They would have no choice but to jump at it, so they would reverse their previous statements, saying that they had simply been at cross-purposes with General Wageris and me, and become our allies.

If that happened, their intentions would diverge from whoever had planted those Imperial Guardsmen.

From the perspective of those holding the faction together, it would not merely fail to cohere; it would become an even more headache-inducing internal split.

And once the issue of the Imperial Guard settled down, the nobles who wanted to protect themselves would find a target in Finance, while within the military there was already someone being pressured from below.

“Well, the rest will come down to the flow of events.”

The memo I gave Wold was only for outward appearances; the actual instructions had been conveyed through the voice transmitter.

(During the criminal guild incident, the dukes snatched up the empty seats from under us, but this time I hope His Majesty manages to place our own people there.)
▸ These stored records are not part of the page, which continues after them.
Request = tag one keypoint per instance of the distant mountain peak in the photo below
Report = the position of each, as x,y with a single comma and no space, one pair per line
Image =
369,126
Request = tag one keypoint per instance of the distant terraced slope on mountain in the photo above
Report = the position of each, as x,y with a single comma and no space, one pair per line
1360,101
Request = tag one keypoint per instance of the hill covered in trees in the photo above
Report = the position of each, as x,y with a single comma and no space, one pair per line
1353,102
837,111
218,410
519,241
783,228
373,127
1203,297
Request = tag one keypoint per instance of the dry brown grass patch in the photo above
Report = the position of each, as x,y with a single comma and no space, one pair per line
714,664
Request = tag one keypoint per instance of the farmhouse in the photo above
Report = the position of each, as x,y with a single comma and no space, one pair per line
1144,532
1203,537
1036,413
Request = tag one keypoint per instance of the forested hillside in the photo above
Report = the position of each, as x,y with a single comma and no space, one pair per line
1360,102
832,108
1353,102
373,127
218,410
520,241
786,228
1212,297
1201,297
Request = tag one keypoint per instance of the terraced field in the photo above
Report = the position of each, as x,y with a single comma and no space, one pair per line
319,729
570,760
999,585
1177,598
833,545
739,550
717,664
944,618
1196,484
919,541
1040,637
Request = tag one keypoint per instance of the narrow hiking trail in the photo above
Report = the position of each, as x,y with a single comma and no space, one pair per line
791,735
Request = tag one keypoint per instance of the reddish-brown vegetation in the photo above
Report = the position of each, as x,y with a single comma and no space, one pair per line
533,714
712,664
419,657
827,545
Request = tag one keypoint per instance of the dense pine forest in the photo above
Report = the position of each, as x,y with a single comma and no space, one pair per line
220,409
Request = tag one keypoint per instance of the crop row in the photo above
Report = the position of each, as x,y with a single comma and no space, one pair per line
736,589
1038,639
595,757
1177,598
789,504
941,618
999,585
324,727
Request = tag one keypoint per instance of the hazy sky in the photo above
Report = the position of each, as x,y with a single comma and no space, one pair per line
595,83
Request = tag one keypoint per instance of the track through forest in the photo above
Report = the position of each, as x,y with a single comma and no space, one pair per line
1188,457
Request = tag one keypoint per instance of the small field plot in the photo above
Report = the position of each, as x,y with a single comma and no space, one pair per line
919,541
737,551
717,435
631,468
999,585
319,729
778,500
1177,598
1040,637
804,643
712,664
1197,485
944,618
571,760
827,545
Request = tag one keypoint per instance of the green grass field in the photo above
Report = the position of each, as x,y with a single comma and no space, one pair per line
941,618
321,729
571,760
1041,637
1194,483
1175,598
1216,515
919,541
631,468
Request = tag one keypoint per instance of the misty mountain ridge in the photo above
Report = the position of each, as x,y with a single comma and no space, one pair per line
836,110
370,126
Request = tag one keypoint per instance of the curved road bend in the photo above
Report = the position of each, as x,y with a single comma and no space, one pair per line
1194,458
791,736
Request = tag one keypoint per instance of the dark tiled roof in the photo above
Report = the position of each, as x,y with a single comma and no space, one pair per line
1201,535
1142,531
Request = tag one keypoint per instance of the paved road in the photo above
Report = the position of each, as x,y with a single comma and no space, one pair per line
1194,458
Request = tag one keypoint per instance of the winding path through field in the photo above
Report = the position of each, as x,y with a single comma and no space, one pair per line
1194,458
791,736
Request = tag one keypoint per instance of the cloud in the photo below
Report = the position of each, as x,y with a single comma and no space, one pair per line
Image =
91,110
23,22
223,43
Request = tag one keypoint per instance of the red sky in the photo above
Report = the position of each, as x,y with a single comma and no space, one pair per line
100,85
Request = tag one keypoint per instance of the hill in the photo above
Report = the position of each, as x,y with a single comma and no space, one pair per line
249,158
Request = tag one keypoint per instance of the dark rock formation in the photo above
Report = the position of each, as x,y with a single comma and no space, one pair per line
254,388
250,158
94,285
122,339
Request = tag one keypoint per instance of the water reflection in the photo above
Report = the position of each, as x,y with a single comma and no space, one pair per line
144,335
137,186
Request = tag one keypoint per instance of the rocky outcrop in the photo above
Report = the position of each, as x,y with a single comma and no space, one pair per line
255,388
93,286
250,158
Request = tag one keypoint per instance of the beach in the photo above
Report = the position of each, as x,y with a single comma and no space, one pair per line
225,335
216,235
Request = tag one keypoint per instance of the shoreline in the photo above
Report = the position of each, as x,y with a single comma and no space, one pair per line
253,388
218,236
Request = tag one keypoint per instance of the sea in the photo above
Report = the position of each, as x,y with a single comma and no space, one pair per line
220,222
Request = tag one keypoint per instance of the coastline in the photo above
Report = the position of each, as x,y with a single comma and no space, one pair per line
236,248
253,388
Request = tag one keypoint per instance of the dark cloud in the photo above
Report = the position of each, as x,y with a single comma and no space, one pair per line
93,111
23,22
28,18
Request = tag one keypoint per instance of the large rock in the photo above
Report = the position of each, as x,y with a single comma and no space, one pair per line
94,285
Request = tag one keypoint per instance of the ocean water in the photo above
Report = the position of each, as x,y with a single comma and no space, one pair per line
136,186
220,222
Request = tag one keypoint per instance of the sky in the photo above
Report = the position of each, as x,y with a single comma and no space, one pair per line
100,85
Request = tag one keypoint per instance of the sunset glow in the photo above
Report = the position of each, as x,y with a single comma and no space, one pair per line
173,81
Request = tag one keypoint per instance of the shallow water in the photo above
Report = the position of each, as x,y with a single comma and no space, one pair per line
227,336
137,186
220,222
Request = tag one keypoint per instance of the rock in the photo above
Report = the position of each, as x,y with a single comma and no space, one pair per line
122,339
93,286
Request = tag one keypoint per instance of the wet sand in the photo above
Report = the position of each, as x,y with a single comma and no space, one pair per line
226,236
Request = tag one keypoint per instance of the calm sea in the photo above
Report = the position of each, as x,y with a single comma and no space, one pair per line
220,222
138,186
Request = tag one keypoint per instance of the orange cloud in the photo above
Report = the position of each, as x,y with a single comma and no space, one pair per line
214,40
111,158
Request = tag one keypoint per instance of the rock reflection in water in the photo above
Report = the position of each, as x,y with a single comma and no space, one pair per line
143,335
(After hearing Master’s intentions, personnel have already been secured. It will be a relative of someone who is always present during audiences with Master.)

Apparently it was a relative of the bob-cut, but they said he was a sixth son, so maybe an elder brother?

“...I’m absolutely never letting my son serve at court.”

General Wageris muttered that.

Come to think of it, his father-in-law was His Majesty’s wardrobe attendant and served at court.

Maybe there had been talk of finding employment through that route.

People like me were special cases, but even so, I had no right to interfere with a parent’s policy.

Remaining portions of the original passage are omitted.